Texas Life Insurance Attorneys need to be aware of the agency principals whereby an agent can be held liable for his or her actions.
An agent may be liable for violation common-law or statutory duties to the insured. For example, an agent who undertakes to get insurance may be liable for negligently failing to get proper insurance for the insured. An example of this is found in the 1987 opinion from the San Antonio Court of Appeals styled, Rainey-Mapes v. Queen Charters, Inc. An agent may also me liable for negligently failing to notify the insureds that their policy is about to expire. This is discussed in the 1985 Texas Supreme Court opinion styled, Kitching v. Zamora.

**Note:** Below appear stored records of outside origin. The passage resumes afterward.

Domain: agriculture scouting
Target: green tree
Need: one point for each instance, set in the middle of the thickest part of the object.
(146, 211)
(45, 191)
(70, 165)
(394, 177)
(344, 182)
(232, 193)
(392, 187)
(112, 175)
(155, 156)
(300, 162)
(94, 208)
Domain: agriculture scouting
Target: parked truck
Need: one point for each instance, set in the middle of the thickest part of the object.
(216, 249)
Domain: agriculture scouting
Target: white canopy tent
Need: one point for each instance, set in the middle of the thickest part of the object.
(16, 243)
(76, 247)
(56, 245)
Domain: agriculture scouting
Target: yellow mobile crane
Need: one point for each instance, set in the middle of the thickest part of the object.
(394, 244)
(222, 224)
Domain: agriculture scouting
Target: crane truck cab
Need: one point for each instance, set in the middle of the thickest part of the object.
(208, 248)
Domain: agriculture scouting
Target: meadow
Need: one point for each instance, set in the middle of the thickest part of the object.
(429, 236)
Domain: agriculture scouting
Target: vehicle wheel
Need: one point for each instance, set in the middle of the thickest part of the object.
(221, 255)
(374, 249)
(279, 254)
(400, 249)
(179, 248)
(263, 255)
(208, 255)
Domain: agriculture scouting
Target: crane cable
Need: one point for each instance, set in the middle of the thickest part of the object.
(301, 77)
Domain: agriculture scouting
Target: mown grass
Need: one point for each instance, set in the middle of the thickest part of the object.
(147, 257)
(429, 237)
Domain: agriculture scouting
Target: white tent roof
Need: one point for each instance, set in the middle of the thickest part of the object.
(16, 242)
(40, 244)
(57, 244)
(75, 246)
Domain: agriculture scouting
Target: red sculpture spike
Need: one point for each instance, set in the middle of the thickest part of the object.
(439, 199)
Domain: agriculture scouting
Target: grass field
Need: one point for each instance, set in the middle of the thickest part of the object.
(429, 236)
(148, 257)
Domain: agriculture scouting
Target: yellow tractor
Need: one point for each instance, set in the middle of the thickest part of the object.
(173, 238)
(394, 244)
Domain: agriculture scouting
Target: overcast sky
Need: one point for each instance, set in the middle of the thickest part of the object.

Statutes prohibiting misrepresentations, unfair settlement proctices, and unfair discrimination apply to “any person” engaged in the business of insurance and include agents and brokers. Statutes on these issues are Sections 541.002(2), 541.151, 544.051(6), and 544.052.
The unfair insurance prohibitions in chapter 541 of the Insurance Code apply to agents, adjusters, and others engaged in the “business of insurance,” such as the sale or servicing of policies. This is discussed in the Texas Supreme Court opinion styled, Liberty Mut. Ins. Co. v. Garrison Contractors, Inc.
Keep in mind that while an individual agent is subject to being sued under the statute, for the agent to be liable there must be proof that the agent himself committed a violation that caused damage to the plaintiff. This is discussed in the 2004 5th Circuit Court of Appeals opinion styled, Hornbuckle v. State Farm Lloyds.